3.519

360 Smash

5/5(oceń: 2)📅2021 Apr 28
360 Smash

Gotowy na sportowe emocje, które sprawią, że nawet Twój kot przestanie ignorować Cię na chwilę? 360 Smash to nie byle jaka gra – to tenisowy rollercoaster, w którym zamiast zwykłych piłek, smagasz przeciwników humorem (i rakietą). Wcielasz się w tenisistę, który chce zdobyć tytuł mistrza na kortach całego świata – czyli od plaż Bali aż po mroźne hale Sztokholmu. Brzmi poważnie, a wygląda jak impreza, na której wszyscy chcą mieć więcej niż tylko serwis!

Co sprawia, że rozgrywka w 360 Smash jest taka odjazdowa? No cóż, po pierwsze – tryby gry. Masz ochotę na szybki mecz, żeby pokazać znajomym, kto tu rządzi? Proszę bardzo. A może wolisz turnieje, gdzie każdy punkt to jak walka o ostatni kawałek pizzy? Albo multiplayer, gdzie możesz sprawdzić, czy Twoi kumple to naprawdę kumple, czy tylko udają, że znają zasady? W każdym razie emocje gwarantowane, a adrenalina szybciej pójdzie w górę niż licznik twojego konta po zakupie nowej rakiety.

Jeśli myślisz, że grafika i dźwięki w 360 Smash to jakieś tam piksele i bełkot, to grubo się mylisz! To tak realistyczne, że aż słyszysz, jak piłka świszczy, a trybuny szaleją – nawet jeśli to tylko Twój pies, który szczeka na sąsiada. Każdy detal, od ruchu rakiety po grymas przeciwnika, jest dopracowany tak, że czujesz się jak na prawdziwym korcie, tylko bez potu i kurzu w oczy. No chyba, że masz tendencję do przesadnego machania rękami – wtedy pot się pojawi, gwarantuję.

360 Smash to też świetna wymówka, żeby spotkać się z przyjaciółmi – w końcu nic tak nie scala, jak wspólna walka o miano najlepszego tenisisty (i o prawo do wybrania kolejnej piosenki podczas grania).
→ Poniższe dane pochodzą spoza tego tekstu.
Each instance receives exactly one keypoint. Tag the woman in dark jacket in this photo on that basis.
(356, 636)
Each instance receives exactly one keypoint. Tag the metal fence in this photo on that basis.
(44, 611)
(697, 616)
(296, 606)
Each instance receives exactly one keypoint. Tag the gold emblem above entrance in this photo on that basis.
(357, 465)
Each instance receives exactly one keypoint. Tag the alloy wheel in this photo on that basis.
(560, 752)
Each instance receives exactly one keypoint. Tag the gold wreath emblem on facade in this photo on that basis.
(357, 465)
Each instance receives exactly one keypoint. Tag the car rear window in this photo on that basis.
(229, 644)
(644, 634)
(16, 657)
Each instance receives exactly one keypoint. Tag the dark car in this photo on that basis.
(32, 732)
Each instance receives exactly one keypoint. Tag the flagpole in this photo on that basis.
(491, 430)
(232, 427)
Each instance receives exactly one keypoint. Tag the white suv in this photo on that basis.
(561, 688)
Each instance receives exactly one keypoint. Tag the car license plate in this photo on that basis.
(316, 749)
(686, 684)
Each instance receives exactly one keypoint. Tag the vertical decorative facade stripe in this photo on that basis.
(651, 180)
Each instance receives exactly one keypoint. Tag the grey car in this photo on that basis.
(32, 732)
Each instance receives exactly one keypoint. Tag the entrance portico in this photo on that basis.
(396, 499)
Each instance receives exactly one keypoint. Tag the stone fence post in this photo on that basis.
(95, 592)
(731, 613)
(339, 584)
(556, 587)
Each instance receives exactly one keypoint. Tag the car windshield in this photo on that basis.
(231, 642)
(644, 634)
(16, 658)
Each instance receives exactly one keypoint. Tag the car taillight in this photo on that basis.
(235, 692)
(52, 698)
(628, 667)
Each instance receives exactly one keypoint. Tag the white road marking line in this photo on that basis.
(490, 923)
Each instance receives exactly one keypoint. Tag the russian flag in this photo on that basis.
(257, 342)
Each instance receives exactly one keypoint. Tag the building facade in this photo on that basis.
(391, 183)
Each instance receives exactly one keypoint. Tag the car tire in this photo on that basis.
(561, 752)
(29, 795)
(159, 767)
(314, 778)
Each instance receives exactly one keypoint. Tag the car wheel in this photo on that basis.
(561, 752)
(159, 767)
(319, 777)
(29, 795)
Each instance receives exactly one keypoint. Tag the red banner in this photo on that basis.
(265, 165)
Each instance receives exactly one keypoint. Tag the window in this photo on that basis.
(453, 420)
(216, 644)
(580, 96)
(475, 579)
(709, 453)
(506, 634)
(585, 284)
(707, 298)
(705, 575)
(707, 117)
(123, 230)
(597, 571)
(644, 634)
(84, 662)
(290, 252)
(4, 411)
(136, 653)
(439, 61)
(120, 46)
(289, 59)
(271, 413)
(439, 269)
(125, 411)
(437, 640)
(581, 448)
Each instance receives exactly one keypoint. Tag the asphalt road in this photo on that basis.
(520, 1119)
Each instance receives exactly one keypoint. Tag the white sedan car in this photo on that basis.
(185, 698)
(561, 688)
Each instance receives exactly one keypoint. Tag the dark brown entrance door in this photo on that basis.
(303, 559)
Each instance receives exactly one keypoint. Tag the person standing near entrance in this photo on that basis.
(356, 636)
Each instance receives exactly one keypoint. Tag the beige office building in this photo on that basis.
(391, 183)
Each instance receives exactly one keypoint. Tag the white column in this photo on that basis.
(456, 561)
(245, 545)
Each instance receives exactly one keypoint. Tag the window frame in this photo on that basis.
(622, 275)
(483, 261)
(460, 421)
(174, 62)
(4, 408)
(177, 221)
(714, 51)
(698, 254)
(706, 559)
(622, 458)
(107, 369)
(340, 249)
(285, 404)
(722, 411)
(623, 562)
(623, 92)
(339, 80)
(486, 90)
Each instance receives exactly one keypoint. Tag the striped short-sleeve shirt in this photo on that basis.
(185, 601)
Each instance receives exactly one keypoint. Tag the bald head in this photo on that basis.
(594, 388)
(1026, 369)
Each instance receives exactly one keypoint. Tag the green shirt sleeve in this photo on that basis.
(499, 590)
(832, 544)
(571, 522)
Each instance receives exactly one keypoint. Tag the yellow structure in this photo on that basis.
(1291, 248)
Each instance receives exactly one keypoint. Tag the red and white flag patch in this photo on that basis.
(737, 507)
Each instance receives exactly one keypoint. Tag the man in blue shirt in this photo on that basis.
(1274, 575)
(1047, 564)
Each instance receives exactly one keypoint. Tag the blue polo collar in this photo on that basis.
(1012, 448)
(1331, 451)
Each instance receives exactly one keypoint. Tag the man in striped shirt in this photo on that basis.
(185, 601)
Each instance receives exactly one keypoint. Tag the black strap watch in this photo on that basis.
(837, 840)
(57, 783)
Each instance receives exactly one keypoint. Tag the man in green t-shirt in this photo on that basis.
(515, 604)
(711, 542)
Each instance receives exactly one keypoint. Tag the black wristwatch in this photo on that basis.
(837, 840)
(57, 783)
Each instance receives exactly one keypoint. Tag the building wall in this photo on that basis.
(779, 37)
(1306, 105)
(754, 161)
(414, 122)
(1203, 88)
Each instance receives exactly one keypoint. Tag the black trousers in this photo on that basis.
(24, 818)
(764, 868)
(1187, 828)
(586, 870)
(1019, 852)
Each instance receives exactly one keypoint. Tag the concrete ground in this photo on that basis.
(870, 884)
Jeśli kiedykolwiek chciałeś poczuć się jak Novak Djokovic, ale bez konieczności wychodzenia z domu i potu na czole, to ta gra jest dla Ciebie.

Zatem, zakładaj wygodne kapcie (albo buty do tenisa, jeśli lubisz klimat), weź rakietę – no dobra, tę wirtualną – i wskakuj na kort. 360 Smash czeka, żebyś pokazał, że jesteś nie tylko mistrzem serwisu, ale i mistrzem zabawy! A jak nie, to zawsze możesz udawać, że to wina internetu… albo kota.